Materials and Methods:
A total of 161 patients with HCC confirmed by pathology at our hospital were retrospectively included and randomly divided into training and validation sets in the ratio of 7:3 (training set:validation set = 112:49). The tumor ROIs were outlined independently on T2WI and nonenhanced T1WI, arterial phase (AP), portal venous phase (PVP), delayed phase (DP), and hepatobiliary phase (HBP) images, using 3D Slicer software to outline the whole tumor area, the 10-mm peritumor area, and the whole tumor + 10-mm peritumor area of the lesion. The corresponding radiomics features were extracted using the pyradiomics package using whole-tumor features from different phases, including direct phase subtraction, normalized phase subtraction, and relative phase subtraction modalities, to calculate Delta radiomics features. In the training set, the maximum correlation and minimum redundancy algorithm and the recursive feature elimination algorithm were used to filter the radiomics features, the support vector machine algorithm was used to construct the radiomics models. The AUC values were used to evaluate the prediction performance of different models; the models were also validated in the validation set.

Results:
The AUC (95% CI) values of the PVP and HBP radiomics models based on the whole tumor + peritumor region were 0.828 (0.721–0.887) in the training set and 0.804 (0.675–0.934) in validation set.
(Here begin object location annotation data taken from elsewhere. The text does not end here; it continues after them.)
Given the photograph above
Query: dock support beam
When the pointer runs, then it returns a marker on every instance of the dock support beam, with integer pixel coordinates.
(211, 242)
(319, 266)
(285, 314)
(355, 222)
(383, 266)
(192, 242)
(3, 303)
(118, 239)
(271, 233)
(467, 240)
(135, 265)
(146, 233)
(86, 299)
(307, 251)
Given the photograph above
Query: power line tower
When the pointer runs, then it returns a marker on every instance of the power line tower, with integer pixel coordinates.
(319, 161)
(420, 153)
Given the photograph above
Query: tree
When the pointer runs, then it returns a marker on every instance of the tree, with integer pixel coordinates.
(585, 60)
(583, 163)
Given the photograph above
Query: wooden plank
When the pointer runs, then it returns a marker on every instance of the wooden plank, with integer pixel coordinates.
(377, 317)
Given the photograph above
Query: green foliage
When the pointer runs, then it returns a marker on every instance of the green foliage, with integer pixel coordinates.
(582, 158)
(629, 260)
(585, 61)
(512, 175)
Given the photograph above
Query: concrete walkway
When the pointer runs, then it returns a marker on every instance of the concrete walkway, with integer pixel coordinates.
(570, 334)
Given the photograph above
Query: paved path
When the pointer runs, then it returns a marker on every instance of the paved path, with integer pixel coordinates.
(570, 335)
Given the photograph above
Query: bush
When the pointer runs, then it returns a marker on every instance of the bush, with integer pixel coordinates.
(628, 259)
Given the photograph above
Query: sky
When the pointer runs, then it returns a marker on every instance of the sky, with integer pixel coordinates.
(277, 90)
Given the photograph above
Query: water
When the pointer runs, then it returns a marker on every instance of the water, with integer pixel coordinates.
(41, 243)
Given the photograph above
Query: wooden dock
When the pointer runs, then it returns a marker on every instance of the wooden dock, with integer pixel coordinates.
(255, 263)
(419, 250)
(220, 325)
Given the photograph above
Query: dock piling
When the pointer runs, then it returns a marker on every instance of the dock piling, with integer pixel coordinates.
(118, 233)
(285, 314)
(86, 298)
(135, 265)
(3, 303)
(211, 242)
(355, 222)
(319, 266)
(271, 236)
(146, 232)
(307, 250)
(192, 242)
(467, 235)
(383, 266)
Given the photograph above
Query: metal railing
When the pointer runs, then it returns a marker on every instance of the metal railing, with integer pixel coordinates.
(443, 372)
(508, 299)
The AUC (95% CI) for the direct phase subtraction-based multiphase Delta radiomics model (portal phase – nonenhanced T1WI, delayed phase – nonenhanced T1WI, and PVP – AP) was 0.825 (0.747–0.904) and 0.771 (0.639–0.903) on the training and validation sets, respectively. The models based on whole tumor + peritumor region in PVP and HBP images had the best predictive efficacy among all radiomics models.

Conclusion:
We hope to provide noninvasive imaging biomarkers for the prediction of MVI through the combination of medicine and artificial intelligence techniques, further elucidate the potential biological significance behind imaging of radiomics features, and provide imaging basis for individualized clinical treatment of HCC.